STATEMENT OF ADMINISTRATION POLICY

(Revision)
(Senate)
(Senator Stafford (R) Vermont)

The Administration strongly supports a five year reauthorization of the Superfund program. However, it strongly opposes enactment of S. 51 unless it is amended to:

delete the victims' assistance demonstration program. This program would divert both resources and attention away from Superfund's primary goal of cleaning up hazardous waste sites. The program would provide compensation in an arbitrary and unfair manner, and could cost far in excess of the authorized amount ($30 million annually);

reduce the five year funding level of $7.5 billion to the President's proposal of $5.3 billion. EPA can operate an efficient, well-managed $5.3 billion program that protects human health through an aggressive emergency cleanup program and makes significant progress toward addressing the long-term hazardous waste cleanup problem.

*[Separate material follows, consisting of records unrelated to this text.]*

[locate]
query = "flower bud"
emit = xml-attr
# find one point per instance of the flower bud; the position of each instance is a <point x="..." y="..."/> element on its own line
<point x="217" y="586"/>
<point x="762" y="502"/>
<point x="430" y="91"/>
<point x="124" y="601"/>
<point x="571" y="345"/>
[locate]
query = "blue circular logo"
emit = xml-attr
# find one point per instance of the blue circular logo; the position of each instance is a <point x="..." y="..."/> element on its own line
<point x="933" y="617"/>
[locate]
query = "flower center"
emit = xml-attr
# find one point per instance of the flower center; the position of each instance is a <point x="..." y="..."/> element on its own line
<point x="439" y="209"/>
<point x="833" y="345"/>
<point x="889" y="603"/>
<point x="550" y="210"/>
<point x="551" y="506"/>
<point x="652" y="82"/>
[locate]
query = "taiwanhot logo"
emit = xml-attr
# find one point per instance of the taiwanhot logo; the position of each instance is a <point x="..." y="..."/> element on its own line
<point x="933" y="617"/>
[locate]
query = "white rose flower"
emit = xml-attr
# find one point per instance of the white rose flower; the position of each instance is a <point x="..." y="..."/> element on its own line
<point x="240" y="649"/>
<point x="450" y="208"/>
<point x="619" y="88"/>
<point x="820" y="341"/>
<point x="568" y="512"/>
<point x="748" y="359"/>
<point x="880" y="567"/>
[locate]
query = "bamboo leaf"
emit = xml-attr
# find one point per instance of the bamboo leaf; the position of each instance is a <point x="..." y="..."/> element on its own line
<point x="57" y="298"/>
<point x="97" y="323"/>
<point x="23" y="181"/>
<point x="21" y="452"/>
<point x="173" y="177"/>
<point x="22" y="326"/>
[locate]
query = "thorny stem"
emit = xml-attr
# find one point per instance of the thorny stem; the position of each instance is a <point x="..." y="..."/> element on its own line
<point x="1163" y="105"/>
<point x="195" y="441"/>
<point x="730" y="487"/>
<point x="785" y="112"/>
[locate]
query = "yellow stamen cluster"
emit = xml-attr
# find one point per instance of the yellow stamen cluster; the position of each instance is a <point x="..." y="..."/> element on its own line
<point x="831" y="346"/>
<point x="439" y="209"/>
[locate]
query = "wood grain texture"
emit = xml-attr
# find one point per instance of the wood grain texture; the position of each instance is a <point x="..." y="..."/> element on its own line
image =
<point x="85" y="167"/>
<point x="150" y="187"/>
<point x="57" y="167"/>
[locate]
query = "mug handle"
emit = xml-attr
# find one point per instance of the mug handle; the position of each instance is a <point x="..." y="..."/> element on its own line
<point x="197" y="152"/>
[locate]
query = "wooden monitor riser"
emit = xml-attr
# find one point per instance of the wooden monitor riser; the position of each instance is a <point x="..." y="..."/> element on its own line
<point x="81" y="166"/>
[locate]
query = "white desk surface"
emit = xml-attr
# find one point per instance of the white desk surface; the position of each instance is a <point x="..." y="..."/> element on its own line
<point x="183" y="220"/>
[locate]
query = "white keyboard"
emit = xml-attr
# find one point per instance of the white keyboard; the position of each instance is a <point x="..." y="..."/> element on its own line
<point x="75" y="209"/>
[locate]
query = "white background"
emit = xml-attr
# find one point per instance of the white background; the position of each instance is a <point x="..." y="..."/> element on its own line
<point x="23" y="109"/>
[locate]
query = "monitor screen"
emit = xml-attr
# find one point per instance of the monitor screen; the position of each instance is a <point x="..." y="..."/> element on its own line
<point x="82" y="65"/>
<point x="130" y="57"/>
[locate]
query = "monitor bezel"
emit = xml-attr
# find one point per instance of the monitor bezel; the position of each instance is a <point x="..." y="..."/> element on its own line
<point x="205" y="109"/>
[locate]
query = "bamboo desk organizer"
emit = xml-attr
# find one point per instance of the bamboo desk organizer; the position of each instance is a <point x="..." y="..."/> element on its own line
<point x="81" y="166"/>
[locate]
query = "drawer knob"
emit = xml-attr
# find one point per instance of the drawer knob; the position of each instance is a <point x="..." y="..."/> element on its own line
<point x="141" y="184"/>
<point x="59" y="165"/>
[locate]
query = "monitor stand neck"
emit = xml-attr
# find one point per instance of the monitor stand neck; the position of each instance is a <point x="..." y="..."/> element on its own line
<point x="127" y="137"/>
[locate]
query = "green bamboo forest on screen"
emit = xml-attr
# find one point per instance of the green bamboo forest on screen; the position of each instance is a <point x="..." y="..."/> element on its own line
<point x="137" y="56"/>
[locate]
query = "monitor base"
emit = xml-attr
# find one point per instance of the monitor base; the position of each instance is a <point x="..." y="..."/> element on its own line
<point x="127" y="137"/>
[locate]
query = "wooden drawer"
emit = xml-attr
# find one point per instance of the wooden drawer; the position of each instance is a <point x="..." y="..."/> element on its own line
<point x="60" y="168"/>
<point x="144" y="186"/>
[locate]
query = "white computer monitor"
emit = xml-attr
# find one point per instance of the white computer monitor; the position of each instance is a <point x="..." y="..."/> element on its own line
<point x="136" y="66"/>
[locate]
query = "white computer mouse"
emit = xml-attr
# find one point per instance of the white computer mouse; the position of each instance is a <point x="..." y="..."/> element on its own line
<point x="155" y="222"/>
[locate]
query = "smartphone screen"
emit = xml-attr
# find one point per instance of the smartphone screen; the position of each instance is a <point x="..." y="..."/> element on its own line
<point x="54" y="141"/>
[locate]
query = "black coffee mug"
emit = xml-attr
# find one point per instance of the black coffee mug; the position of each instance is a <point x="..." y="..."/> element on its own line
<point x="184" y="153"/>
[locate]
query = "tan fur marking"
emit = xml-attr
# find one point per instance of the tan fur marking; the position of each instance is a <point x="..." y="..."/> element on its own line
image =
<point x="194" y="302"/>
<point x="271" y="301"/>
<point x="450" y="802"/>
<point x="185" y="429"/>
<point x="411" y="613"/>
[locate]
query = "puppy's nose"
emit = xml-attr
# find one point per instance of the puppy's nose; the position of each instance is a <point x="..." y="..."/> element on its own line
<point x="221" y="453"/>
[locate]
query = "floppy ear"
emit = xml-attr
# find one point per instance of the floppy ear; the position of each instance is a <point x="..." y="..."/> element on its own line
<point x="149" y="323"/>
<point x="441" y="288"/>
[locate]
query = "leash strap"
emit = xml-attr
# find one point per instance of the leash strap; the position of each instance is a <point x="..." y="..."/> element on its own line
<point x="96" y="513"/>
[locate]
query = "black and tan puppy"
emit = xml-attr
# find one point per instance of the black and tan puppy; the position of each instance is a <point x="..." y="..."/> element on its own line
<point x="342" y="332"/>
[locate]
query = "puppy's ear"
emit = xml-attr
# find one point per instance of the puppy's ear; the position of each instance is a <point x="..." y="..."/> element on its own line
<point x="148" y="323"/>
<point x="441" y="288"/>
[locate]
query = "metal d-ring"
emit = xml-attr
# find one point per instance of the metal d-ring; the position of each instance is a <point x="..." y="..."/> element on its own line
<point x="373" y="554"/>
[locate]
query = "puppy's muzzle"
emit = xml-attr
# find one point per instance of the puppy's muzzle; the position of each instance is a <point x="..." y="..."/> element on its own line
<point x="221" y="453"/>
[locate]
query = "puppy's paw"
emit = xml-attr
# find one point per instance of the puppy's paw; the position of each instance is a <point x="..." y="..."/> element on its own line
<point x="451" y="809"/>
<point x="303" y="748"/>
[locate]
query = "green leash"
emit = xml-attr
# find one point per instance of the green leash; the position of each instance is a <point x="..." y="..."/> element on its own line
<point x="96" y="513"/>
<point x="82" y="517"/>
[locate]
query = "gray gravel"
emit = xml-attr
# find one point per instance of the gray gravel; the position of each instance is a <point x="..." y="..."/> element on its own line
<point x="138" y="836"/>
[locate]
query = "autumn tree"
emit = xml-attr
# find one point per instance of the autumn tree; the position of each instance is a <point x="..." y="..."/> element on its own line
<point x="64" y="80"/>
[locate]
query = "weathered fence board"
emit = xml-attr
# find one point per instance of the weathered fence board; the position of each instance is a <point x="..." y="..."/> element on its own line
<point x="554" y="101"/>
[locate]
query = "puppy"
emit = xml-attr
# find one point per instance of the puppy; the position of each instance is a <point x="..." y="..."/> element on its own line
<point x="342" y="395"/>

delete the provision allowing citizens to file suit for any violation of the Act or against the Government for failure to perform any non-discretionary duty. Such litigation would be extremely costly, impose huge burdens on the courts, and result in program priorities being set by a variety of different courts, none of which could consider the entire program but, all of which would have to respond to pressure for individual action. This provision is especially objectionable in combination with the mandatory cleanup deadlines for Federal facilities; and

adopt the Administration's proposal to focus the Superfund program on uncontrolled hazardous substance sites which pose the greatest threat to public health and the environment (i.e., cleaning up abandoned hazardous waste sites).

restructure the tax provisions to raise revenues without resorting to the use of a broad-based tax. The legislation should provide adequate revenue from taxes on industries associated with the hazardous waste problems Superfund is used to clean up. The broad-based tax runs counter to this "polluter pays" concept. Further, S. 51's value added tax would be very costly and complex to administer;

The President's senior advisors will recommend disapproval of any legislation containing a value-added or other broad-based tax.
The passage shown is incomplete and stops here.